4. The projection lens as claimed in claim 1, wherein the second lens group (G2) comprises a positive diopter lens four (L4) and a positive diopter lens three (L3) sequentially arranged along the projection light-emitting direction, and both the lens four (L4) and the lens three (L3) are biconvex lenses.

5. The projection lens of claim 1, wherein the third lens group (G3) comprises a sixth lens (L6) with positive diopter and a fifth lens (L5) with negative diopter sequentially arranged along the projection light-emitting direction, and the sixth lens (L6) and the fifth lens (L5) are combined to form a double cemented lens.

6. The projection lens of claim 5, wherein the refractive index of lens five (L5) is higher than the refractive index of lens six (L6), the refractive index of lens five (L5) is greater than or equal to 1.75, and the refractive index of lens six (L6) is less than or equal to 1.55.

7. The projection lens of claim 5 wherein lens five (L5) is a biconcave lens and lens six (L6) is a biconvex lens, the radius of curvature of the light-in side of lens six (L6) being the same as the radius of curvature of the light-out side thereof.

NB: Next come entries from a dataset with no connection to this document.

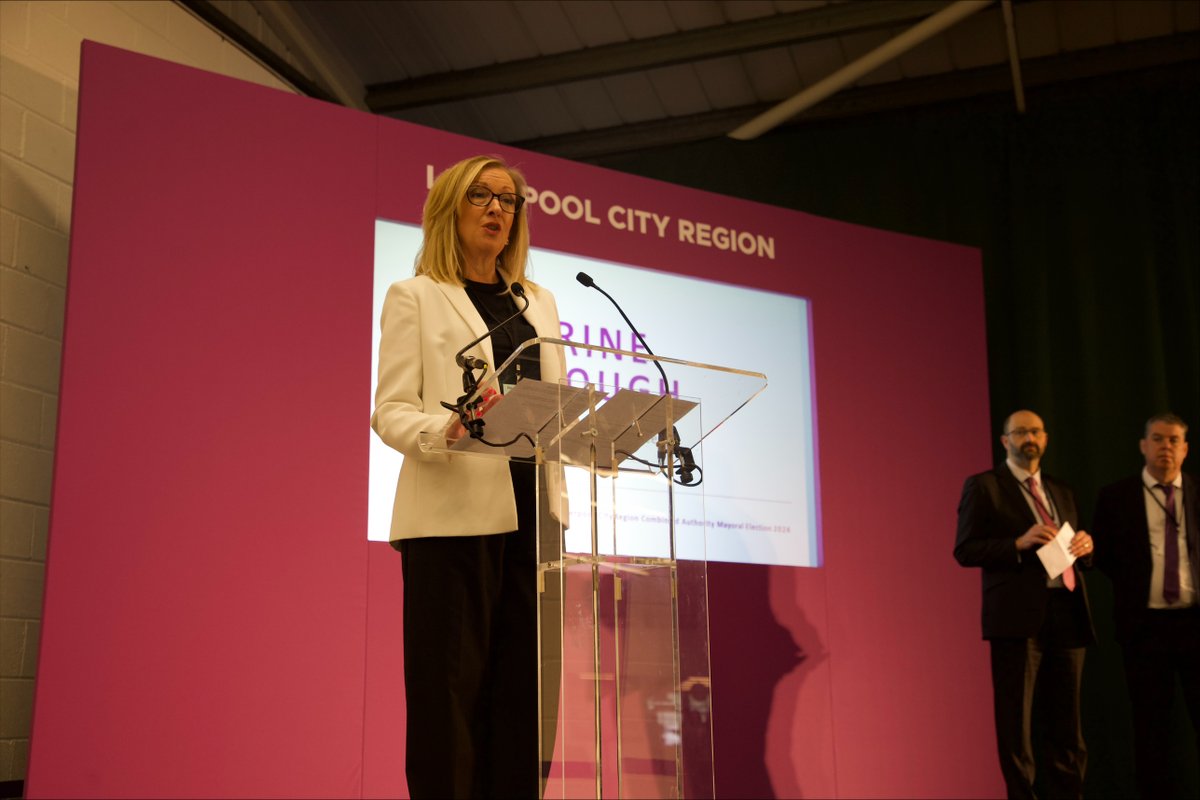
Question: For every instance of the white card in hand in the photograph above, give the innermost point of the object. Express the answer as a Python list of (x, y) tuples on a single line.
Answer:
[(1056, 554)]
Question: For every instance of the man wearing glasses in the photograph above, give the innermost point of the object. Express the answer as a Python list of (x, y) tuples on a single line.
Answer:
[(1038, 626), (1149, 528)]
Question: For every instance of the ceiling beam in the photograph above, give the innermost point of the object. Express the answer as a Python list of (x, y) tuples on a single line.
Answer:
[(1175, 55), (731, 38), (864, 65)]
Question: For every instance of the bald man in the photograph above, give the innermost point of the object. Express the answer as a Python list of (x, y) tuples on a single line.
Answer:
[(1038, 627)]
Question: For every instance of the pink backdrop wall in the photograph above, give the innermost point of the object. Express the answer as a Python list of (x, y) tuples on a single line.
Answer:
[(216, 624)]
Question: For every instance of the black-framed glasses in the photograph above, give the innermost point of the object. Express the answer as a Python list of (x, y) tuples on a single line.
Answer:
[(481, 196)]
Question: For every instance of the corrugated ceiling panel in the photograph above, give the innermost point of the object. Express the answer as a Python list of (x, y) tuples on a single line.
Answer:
[(979, 41), (407, 37), (787, 6), (738, 10), (549, 26), (819, 59), (1083, 25), (689, 14), (457, 31), (595, 22), (646, 19), (931, 56), (355, 38), (856, 46), (544, 113), (589, 104), (679, 90), (507, 119), (1143, 19), (1187, 16), (634, 97), (772, 73), (1037, 31), (725, 82)]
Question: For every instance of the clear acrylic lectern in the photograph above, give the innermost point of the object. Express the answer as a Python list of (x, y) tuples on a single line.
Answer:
[(625, 695)]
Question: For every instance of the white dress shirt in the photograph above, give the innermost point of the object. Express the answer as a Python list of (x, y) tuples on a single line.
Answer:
[(1156, 521), (1023, 475)]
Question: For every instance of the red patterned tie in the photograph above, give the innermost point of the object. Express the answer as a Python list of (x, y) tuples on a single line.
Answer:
[(1068, 577), (1170, 547)]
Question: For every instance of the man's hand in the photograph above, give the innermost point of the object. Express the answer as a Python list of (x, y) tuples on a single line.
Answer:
[(456, 431), (1081, 545), (1036, 536)]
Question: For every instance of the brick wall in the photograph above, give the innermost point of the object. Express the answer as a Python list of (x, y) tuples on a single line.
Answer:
[(39, 92)]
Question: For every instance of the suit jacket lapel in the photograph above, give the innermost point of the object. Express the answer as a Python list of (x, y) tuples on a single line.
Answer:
[(466, 310), (1012, 487), (1192, 521)]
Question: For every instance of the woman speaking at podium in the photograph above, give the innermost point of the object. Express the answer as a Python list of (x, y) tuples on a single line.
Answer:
[(466, 525)]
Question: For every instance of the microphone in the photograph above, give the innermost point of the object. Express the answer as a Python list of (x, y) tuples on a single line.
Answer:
[(472, 362), (685, 467), (586, 280), (468, 364)]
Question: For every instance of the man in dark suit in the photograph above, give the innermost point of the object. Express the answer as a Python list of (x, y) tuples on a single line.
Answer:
[(1038, 626), (1149, 529)]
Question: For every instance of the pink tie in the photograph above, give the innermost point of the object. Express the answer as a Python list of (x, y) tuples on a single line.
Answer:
[(1068, 577), (1170, 547)]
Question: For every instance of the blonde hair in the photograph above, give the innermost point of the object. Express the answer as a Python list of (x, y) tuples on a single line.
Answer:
[(441, 256)]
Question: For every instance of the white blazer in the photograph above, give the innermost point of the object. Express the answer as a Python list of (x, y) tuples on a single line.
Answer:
[(423, 325)]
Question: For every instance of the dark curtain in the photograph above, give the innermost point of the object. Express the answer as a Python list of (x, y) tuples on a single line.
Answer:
[(1087, 212)]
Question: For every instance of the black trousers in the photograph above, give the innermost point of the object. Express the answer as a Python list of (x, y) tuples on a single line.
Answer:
[(471, 660), (1051, 665), (1165, 649)]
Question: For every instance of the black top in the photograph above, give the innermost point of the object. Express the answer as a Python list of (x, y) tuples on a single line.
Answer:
[(495, 305)]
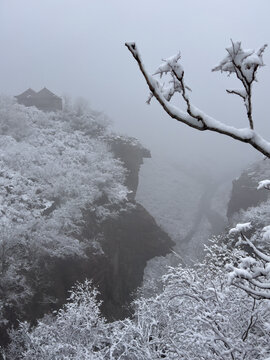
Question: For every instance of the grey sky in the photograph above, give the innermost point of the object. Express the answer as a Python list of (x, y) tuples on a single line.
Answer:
[(77, 47)]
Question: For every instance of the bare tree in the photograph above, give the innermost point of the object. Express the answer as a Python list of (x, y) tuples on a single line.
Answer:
[(243, 63)]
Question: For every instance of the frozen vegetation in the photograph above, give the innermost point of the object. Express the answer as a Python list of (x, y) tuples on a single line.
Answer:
[(57, 166)]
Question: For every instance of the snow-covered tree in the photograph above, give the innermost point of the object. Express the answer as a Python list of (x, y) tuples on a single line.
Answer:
[(55, 170), (244, 64)]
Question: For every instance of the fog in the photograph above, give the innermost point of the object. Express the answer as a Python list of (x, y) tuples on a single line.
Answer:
[(76, 47)]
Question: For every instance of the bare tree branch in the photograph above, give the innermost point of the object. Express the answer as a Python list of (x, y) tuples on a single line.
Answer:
[(193, 116)]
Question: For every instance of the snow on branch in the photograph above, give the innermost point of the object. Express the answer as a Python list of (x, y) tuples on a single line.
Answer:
[(264, 184), (244, 63), (240, 228), (252, 274)]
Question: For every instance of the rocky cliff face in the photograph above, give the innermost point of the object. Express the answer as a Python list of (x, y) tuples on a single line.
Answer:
[(127, 243)]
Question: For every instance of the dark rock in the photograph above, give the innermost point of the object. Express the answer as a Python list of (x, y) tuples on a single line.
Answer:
[(244, 190)]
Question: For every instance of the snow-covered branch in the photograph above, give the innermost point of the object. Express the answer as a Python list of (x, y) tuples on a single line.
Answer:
[(244, 63), (252, 274)]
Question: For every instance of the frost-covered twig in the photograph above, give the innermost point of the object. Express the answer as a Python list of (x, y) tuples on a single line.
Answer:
[(244, 63)]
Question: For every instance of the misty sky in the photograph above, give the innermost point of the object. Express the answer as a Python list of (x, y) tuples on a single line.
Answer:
[(77, 47)]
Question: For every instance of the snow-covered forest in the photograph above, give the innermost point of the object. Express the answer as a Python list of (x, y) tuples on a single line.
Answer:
[(134, 185)]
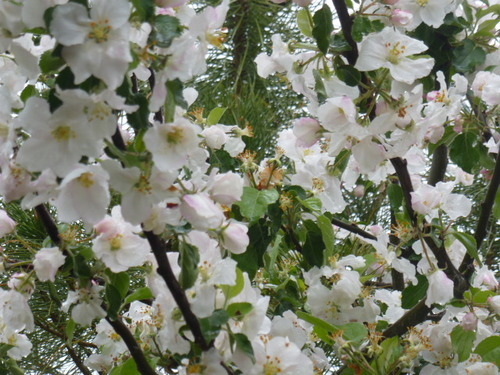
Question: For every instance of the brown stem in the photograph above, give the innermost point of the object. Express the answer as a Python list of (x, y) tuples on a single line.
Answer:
[(143, 365), (346, 23), (482, 224), (401, 169), (412, 317), (353, 228), (160, 248), (158, 116), (439, 164), (48, 223)]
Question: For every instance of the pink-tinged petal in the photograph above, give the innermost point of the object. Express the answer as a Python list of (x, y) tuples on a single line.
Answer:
[(70, 24)]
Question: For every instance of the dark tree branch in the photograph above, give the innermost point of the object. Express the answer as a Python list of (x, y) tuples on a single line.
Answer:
[(346, 23), (118, 140), (353, 228), (160, 248), (439, 164), (412, 317), (78, 361), (400, 166), (143, 365), (482, 224), (48, 223), (158, 116)]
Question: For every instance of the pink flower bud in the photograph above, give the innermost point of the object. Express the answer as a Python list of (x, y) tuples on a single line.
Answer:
[(227, 188), (469, 322), (201, 212), (359, 191), (401, 17), (302, 3), (235, 238), (7, 225), (306, 130)]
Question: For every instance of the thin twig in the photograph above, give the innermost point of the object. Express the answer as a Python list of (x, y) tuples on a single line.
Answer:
[(143, 365), (48, 223), (159, 248), (482, 224)]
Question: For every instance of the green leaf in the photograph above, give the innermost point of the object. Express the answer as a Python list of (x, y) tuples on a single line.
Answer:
[(317, 321), (166, 28), (323, 28), (244, 345), (81, 269), (139, 294), (496, 207), (354, 331), (326, 228), (69, 330), (239, 309), (145, 9), (470, 244), (114, 300), (319, 87), (211, 325), (314, 246), (363, 26), (395, 193), (489, 349), (314, 204), (463, 151), (254, 202), (174, 98), (390, 352), (414, 293), (28, 92), (121, 281), (189, 258), (215, 115), (129, 367), (304, 22), (348, 74), (467, 56), (49, 63), (462, 342), (233, 290)]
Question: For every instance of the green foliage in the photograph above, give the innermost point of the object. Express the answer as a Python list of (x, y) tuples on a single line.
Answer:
[(462, 342), (323, 28)]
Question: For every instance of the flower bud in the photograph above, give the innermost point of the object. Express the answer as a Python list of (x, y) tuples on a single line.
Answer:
[(201, 212), (7, 225), (469, 322), (235, 238)]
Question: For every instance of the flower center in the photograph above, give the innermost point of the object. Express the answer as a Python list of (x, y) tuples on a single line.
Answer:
[(86, 179), (175, 135), (99, 31), (63, 133), (116, 242), (394, 52), (143, 185), (272, 367)]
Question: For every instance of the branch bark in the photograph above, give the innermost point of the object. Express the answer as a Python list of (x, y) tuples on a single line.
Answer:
[(159, 249), (143, 365), (482, 224), (48, 223), (346, 23)]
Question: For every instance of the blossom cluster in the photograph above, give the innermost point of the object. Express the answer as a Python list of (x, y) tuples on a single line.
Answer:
[(206, 269)]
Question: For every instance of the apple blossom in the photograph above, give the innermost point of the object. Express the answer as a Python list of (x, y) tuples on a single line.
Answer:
[(47, 261), (392, 49), (201, 212), (235, 237), (7, 225), (96, 43)]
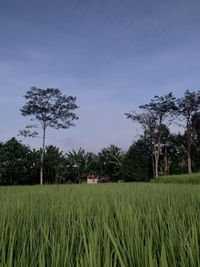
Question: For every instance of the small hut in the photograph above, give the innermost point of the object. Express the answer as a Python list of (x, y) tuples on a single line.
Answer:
[(92, 178)]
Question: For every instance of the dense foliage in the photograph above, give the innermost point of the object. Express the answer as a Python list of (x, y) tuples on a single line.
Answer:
[(158, 151), (113, 225)]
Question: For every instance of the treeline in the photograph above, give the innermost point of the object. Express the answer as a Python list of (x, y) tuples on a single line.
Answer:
[(19, 164), (158, 151)]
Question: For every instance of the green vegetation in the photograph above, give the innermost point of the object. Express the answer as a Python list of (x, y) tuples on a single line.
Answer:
[(179, 179), (100, 225)]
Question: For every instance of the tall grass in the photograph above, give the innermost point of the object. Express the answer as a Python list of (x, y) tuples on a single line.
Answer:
[(100, 225)]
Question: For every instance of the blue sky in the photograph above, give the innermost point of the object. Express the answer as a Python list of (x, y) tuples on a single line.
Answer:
[(113, 55)]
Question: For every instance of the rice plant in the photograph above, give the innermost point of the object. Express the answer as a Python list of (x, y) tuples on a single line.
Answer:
[(100, 225)]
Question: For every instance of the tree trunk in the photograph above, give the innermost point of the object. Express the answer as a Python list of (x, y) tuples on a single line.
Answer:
[(156, 153), (42, 157), (189, 153), (166, 161)]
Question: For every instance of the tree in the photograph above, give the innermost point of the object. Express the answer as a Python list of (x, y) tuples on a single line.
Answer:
[(51, 109), (188, 107), (15, 163), (155, 115), (110, 162), (137, 162)]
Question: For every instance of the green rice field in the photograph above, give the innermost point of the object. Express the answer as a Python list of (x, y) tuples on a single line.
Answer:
[(109, 225)]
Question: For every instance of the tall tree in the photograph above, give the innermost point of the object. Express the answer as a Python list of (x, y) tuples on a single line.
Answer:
[(51, 109), (155, 115), (188, 107)]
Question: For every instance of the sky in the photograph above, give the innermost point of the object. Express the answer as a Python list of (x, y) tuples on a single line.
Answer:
[(113, 55)]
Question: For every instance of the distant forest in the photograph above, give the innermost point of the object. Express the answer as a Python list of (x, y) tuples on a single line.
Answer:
[(157, 152)]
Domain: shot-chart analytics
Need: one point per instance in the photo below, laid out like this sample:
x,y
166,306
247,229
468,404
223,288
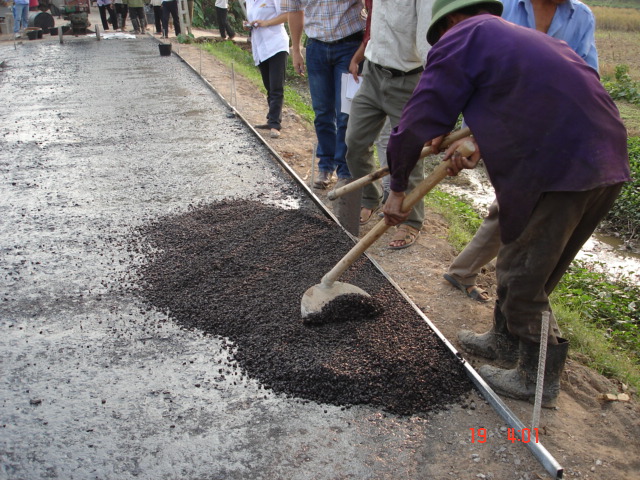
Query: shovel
x,y
320,295
373,176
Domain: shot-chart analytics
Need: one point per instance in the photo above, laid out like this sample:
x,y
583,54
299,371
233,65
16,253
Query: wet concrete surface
x,y
98,139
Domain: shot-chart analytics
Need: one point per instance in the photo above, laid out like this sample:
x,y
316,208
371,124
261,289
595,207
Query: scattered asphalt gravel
x,y
238,269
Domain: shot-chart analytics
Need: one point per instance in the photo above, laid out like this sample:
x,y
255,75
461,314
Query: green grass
x,y
229,53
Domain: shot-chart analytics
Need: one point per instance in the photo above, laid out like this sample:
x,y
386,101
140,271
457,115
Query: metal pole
x,y
542,360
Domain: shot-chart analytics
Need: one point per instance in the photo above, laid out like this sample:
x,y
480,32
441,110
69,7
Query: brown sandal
x,y
404,233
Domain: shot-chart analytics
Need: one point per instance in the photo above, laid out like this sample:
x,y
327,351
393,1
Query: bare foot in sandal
x,y
404,237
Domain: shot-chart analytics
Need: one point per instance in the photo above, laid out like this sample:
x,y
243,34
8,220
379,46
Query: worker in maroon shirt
x,y
556,153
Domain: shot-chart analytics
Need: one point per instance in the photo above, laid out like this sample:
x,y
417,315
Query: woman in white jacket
x,y
270,45
157,15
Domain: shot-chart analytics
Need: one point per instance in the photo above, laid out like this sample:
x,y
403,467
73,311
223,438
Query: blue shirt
x,y
541,117
573,22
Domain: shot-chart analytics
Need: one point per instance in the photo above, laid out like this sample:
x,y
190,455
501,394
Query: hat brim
x,y
433,33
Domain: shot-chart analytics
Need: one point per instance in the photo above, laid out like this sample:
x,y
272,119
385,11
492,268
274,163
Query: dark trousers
x,y
138,18
273,71
157,17
103,16
223,23
529,268
170,8
121,11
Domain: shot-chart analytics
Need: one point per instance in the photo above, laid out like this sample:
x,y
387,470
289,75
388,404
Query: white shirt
x,y
266,41
398,33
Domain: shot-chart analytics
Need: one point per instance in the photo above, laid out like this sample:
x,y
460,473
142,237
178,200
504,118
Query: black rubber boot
x,y
520,383
496,344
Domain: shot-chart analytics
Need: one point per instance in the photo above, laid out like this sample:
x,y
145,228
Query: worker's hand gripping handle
x,y
424,187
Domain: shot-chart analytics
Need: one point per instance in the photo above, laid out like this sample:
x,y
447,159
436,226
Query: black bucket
x,y
165,49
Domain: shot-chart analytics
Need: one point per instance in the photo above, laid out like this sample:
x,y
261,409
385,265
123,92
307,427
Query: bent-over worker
x,y
556,153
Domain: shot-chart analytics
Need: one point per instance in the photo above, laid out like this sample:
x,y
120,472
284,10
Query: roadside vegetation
x,y
600,314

8. The projection lens as claimed in claim 1, wherein the fourth lens group (G4) comprises a positive refractive power lens eight (L8) and a positive refractive power lens seven (L7) sequentially arranged along the projection light-emitting direction, the lens eight (L8) and the lens seven (L7) are both biconvex lenses, and the radius of curvature of the light-entering side of the lens seven (L7) is the same as that of the light-emitting side thereof.

9. A projection lens as claimed in claim 1, characterized by further comprising a dmd (40), a prism (30) and a galvanometer (20) arranged in sequence along the light-projecting direction on the light-entering side of the fourth lens group (G4), wherein the dmd is disposed offset with respect to the optical axis.

10. The projection lens of any one of claims 1 to 9 wherein the effective focal length of the projection lens is 6mm ≤ EFL ≤ 7mm, the ratio of the back focal length of the projection lens to the effective focal length is BFL/EFL ≥ 2.8, the f-number of the projection lens is Fno ≤ 1.7, the total length of the projection lens is TTL ≤ 60mm, the field angle FOV of the projection lens is ≥ 63 °, and the clear aperture of each of the fourth (G4), third (G3), second (G2) and first (G1) lens groups is less than 18 mm.